My son was reading a book called No More Dead Dogs by Gordon Korman. He found it hysterical and insisted I had to read it. Little did he know how much I would like it and why.

This is a story about a middle school football player who sees the light and joins the drama club. The football guy--Wallace--ends up at play rehearsals because he's in detention, and the teacher he's serving time with is directing the play after school. Wallace hates the play and starts volunteering ideas "fixing" it. The cast rebels on the director and starts following Wallace's ideas instead. (Imagine a secular, teen-age version of Best Christmas Pageant Ever.)

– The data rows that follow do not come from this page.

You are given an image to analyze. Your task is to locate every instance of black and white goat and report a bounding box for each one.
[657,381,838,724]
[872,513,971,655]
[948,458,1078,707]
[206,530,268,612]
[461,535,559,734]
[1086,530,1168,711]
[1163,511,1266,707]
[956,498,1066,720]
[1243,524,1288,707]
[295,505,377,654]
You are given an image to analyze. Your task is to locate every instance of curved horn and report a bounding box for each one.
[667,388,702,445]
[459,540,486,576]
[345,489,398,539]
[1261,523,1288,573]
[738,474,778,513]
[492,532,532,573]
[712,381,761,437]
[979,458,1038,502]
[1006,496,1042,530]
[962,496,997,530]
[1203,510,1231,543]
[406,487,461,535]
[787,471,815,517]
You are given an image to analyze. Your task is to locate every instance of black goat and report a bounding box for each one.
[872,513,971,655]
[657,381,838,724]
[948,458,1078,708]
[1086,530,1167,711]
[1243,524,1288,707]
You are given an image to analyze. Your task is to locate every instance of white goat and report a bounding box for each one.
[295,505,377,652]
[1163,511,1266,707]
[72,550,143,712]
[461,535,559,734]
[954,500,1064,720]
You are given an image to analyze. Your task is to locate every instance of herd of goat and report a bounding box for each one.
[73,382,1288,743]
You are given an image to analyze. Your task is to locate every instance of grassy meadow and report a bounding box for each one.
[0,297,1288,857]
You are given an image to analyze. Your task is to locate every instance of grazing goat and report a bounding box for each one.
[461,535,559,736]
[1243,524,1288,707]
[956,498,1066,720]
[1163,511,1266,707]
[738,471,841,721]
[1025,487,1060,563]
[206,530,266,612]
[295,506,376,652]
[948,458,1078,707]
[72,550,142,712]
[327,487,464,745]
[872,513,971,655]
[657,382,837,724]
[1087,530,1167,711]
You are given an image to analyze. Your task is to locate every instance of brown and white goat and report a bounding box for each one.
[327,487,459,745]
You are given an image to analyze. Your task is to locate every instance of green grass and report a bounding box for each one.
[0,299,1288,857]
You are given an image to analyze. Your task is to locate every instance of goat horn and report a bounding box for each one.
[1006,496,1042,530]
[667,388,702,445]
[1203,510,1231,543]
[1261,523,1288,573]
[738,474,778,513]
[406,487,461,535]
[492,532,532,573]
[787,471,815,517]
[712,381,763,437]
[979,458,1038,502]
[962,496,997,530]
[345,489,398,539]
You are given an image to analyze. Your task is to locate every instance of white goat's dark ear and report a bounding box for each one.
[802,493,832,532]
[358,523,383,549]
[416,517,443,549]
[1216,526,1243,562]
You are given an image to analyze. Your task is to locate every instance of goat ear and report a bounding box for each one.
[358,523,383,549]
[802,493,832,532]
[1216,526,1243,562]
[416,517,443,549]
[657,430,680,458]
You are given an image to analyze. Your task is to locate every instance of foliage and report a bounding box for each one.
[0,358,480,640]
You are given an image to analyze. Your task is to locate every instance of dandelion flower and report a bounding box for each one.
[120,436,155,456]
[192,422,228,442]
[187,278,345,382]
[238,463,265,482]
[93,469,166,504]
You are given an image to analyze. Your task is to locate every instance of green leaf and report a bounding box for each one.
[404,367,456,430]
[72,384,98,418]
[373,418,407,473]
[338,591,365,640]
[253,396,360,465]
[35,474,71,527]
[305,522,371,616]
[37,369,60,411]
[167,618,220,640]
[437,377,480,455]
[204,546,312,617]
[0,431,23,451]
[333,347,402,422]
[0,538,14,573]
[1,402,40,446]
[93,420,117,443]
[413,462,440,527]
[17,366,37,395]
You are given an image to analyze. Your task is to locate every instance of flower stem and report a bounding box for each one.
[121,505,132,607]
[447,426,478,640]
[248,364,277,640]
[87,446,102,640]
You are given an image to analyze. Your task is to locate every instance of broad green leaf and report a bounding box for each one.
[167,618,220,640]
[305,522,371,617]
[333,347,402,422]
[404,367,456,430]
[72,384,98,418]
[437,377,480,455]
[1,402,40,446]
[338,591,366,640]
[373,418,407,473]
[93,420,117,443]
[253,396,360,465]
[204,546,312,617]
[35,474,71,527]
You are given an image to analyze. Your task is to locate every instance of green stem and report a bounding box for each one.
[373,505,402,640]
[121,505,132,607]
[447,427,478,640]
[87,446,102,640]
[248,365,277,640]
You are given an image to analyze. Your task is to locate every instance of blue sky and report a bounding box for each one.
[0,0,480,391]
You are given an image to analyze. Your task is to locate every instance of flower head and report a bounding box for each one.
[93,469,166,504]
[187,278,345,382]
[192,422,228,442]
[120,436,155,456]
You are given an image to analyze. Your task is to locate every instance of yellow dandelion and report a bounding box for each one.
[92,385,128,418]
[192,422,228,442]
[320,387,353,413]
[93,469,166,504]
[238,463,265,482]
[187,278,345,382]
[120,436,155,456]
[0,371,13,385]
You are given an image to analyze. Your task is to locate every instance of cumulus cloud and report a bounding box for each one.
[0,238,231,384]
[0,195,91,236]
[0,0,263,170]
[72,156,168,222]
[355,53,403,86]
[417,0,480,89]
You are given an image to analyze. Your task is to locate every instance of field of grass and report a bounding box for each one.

In the end, the play is a riotous success/disaster (depending how you look at it), the theatre kids are the heroes, and the football dudes are exposed for their shallowness! It was great! A moment of poetic beauty as Wallace announces to the coach, "I'm quitting the team to go back to the drama club"!!

And then Wallace muses, "I definitely wasn't friendless. I just made the switch to a different kind of friend. While the team had all been pretty much the same type of personality, the drama club provided an unbelievable variety..."

That pretty much nails it. If you want to find out what the dead dogs have to do with it, you'll have to read it yourself -- or convince one of your kids to read it and then take it for yourself once they are in bed.

Now I am heading out to my son's school for a variety show, where I am in charge of a young stage-crew-in-training.

2 comments:

EllenInOz said...

Lara, you are a bewitching writer of book jackets! I've now added this to my son's summer reading list....which I'll poach from him after he leaves for Boy Scout camp.
Thanks for the tip!

BING! said...

This book was on the county Reading Olympics list for Jr., but he didn't get around to reading it.
As a one-time football parent, I would caution the author to beware of the perpetuation of sterotypes. Running football plays requires the same kind of preparation and dedication as staging a musical. The common dramtic question that hangs in the balance is will it succeed?
Did you know that at Ship, Chuck Palmer, a member of the football team, excelled on stage as the Roman general in "A Funny Thing Happened on the Way to the Forum" in spring '92?
It was at around that same time that there was major political upheaval in Memorial Auditorium in the name of changing the widely held perception on campus that the theater was an exclusive clique. And for the record, as a member of the "old guard," I dragged my feet on it.
So really, it's a matter of walking a mile in the other guy's shoes! And I guess that is what kind of happens in the book. I just take exception to the "dumb jock" stereotype.